Sebuah disiplin ilmu juga hendak dipertahankan keobyektifan tujuan maka segala yang terkait dengan agama, persepsi hidup, tradisi dan semua yang bersifat normatif dikesampingkan guna mempertahankan realitas ilmu sebagai sesuatu yang independen, otonom dan obyektif. Hal ini sesuai dengan epistemologi yang digunakan yaitu rasionalisme dan empirisme menatap bahwa sumber pengetahuan yang absah yaitu empiris (pengalaman). Sebagai konsekuensi dari epistemologi sekuler maka pada tataran aksiologinya ilmu itu bebas nilai (value free of sciences) atau ilmu netral nilai.
Islamisasi Ilmu Pengetahuan
Islamisasi ilmu pengetahuan lahir sebagai koreksi dari ilmu –ilmu terbaru yang dihasilkan oleh dunia Barat yang cenderung bebas nilai dari tuntunan wahyu. Secara ontologis, Islamisasi ilmu pengetahuan memandang bahwa realitas alam semesta, realitas sosial dan historis ada aturan-aturan yang mengendalikan dan hukum itu adalah ciptaan Tuhan. Sebagai ciptaan Allah, maka realitas alam semesta tidak netral namun memiliki maksud dan tujuan. Hal ini disinyalir dalam firman Allah SWT dalam QS. Al Imran (3): 191
ربنا ما خلقت هذا با طلا
Artinya:
“Ya Tuhan kami Engkau tidak membuat ini (alam) dengan tidak berguna”
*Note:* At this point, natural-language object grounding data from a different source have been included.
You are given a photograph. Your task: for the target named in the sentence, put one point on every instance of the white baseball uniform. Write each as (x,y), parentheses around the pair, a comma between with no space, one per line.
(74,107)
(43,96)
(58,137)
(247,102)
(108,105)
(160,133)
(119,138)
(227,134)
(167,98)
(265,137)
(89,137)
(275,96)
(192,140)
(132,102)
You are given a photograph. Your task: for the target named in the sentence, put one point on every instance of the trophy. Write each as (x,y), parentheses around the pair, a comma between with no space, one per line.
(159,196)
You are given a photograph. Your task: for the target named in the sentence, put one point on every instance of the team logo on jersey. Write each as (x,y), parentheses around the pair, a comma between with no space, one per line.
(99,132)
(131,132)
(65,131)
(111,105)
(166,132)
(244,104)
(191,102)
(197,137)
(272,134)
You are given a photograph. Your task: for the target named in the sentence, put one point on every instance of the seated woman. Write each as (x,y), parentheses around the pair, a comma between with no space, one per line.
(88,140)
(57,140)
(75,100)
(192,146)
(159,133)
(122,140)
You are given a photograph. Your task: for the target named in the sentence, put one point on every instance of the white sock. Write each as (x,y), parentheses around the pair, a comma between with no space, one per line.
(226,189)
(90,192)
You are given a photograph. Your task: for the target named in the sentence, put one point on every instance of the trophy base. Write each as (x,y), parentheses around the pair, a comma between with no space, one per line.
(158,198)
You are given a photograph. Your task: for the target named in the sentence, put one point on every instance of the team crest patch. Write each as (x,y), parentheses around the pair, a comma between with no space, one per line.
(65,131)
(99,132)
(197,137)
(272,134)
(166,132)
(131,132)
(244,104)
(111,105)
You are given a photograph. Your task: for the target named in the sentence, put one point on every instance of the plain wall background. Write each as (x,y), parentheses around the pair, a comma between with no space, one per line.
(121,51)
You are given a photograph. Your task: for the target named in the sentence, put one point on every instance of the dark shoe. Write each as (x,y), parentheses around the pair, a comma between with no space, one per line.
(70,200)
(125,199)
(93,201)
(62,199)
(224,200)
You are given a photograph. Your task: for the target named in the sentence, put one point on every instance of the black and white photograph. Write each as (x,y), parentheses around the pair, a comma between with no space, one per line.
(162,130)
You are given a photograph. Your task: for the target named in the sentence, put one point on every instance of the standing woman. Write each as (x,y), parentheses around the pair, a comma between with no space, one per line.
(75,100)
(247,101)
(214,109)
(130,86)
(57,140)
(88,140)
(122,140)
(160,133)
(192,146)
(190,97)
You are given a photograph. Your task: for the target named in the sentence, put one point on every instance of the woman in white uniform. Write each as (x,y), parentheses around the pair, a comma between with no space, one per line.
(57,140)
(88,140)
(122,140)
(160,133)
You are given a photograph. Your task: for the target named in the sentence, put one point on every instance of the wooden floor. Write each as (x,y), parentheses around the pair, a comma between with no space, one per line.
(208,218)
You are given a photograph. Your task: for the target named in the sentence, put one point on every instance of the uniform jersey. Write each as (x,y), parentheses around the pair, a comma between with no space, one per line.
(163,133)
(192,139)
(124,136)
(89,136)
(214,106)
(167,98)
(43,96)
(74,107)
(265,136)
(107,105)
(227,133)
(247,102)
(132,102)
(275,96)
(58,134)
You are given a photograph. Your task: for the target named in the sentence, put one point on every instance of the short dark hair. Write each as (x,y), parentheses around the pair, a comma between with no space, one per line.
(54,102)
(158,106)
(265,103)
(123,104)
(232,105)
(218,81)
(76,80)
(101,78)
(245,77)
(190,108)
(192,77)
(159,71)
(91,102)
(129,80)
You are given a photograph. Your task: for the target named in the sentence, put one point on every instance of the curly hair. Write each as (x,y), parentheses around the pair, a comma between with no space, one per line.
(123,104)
Islamisasi ilmu wawasan dalam tataran epistimologinya mengkaji ayat-ayat Quran alasannya sebagian ayat Quran memasuki kawasan kajian empiris dan historis sehingga kebenaran statemennya/pernyataannya terbuka untuk dibuktikan dan dihadapkan dengan metodologi keilmuan. Bahkan ayat yang pertama turun berkenaan dengan perintah membaca juga segala upaya penelitian ilmiah yang berniat mendemonstrasikan revolusi ilmiah (QS. Al-Alaq: 1-5). Islamisasi ilmu pengetahuan secara aksiologi menatap bahwa ilmu wawasan itu sarat dengan nilai-nilai etika (watak value) dengan kata lain ilmu itu tidak netral nilai melainkan dalam ilmu pengetahuan itu terkandung nilai-nilai luhur menurut aliran Islam yang mengkristal pada akar-akar Ilahi.
Seorang sarjana ternama yang mengamati persoalan islamisasi ilmu pengetahuan yaitu Ismail Raji al-Faruqi sebagaimana dikutip oleh Ziaduddin Sardan, dalam bukunya Jihad Intelektual. Mengatakan bahwa ilmu pengetahuan yang sifatnya dualisme (sistem Islam dan sistem sekuler) harus dihilangkan dan dihapuskan. Dan kedua metode ini harus digabungkan dan diintegrasikan, sementara sistem yang hendak timbul mesti diwarnai dengan spirit Islam dan berfungsi sebagai bab integral dari ideologi. Dengan demikian islamisasi ilmu pengetahuan menjadi penting bagi kita terutama umat Islam guna meng-counter dampak-imbas sekularisasi Barat yang bebas nilai.